According to John Elder Robinson, author of My life with Aspergers, "neurodiveristy is the idea that neurological differences like autism and ADHD are the result of normal, nature variation in the human genome." This idea profoundly changes the way we view conditions that were traditionally pathologized. Although it is not widespread or widely accepted, it is increasingly supported by science. He goes on to say, "...science suggests conditions like autism have a stable prevalence in human society as far back as we can measure. We are realizing that autism, ADHD, and other conditions emerge through a combination of genetic predisposition and environmental interaction; they are not the result of disease or injury."
Why is accepting Neurodiversity important?
Once neurodiversity is accepted as mainstream thinking, it will bring awareness and acceptance to the neurological differences spirited children and adults have. It will essentially "normalize" this variation. The feelings of shame, isolation, and low self-esteem that our spirited children so often experience will be minimized as a result of widespread understanding that no two people are the same. This widespread understanding that there are differences in our how our brains are wired and it is simply a matter of natural variation in our genes will empower those who feel isolated, and incapable. Once this notion of "normal" is eliminated, our spirited children will be better understood and accepted as the bright children that they are.
How do we promote neurodiversity?
It's simple. Talk about it with others. If you're an educator, introduce neurodiversity to your class. If you're a parent, talk about it with your children. Talk to your co-workers, your friends, and your family. If a well meaning family member talks about curing your spirited child with essential oils or a treatment they heard or saw in an ad, gently explain neurodiversity as a concept that embraces your child's neurological differences and that they are not ill, not broken, not diseased. Word of mouth is a powerful tool we forget we have. This is a simple way to make changes around you on a micro level.

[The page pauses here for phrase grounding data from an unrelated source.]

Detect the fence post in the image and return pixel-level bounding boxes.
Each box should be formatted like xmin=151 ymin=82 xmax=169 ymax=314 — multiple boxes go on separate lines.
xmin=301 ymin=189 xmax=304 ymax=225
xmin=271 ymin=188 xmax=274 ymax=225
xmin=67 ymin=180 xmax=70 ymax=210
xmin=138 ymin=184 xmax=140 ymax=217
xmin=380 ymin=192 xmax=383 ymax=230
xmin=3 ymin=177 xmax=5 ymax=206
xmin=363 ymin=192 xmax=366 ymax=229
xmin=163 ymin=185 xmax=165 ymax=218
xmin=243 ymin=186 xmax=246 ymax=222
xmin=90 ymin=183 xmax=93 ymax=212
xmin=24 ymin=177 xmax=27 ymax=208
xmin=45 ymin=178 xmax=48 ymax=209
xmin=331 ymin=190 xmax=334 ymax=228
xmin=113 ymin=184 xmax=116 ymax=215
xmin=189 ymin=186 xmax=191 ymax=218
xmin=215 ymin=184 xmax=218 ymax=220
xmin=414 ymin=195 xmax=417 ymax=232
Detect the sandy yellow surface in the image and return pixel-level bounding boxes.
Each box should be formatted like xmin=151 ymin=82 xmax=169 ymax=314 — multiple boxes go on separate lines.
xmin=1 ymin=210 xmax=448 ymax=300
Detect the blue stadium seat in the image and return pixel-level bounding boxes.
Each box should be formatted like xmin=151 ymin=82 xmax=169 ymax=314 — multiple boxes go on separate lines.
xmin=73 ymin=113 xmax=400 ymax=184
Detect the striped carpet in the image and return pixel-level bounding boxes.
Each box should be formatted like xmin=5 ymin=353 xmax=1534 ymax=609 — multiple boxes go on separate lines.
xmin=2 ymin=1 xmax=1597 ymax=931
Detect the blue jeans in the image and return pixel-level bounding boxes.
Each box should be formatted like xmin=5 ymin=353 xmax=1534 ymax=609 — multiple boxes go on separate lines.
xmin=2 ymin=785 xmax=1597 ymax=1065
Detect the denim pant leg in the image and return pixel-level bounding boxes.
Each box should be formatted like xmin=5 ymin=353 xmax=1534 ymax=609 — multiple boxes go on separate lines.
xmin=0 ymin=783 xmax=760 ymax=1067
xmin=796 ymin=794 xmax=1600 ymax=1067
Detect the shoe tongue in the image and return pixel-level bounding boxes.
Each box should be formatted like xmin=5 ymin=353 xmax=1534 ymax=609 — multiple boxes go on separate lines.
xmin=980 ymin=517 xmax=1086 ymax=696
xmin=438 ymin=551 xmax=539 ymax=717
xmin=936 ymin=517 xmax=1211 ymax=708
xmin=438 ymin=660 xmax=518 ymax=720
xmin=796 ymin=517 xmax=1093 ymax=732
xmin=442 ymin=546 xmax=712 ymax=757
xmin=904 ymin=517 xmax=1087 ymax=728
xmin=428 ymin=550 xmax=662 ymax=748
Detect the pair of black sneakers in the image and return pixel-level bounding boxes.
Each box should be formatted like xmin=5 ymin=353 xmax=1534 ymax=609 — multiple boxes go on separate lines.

What neurodiversity is not
While neurodiversity entails acceptance of neurological differences, it does not mean treatment and therapy are no longer needed. Just like a person with poor vision wears glasses, so too does a person with autism need therapy to strengthen their weak areas. Therapy and seeking treatment does not equate to the idea that something is broken and needs fixing. This idea is false and needs to be debunked in order to change our society's perspective on seeking help when it's needed. There is nothing wrong with seeking professional help. Just like an athlete goes to the gym to strengthen their muscles. There is nothing innately wrong with their muscles. Their muscles are there, in all their form. Training to strengthen is something we do as humans; we strive to be the best version of ourselves. While it's important to embrace your spirited child's neurological differences, you also need to give them the opportunity to be functional, happy individuals by providing them with training, therapy, and education that helps them get there.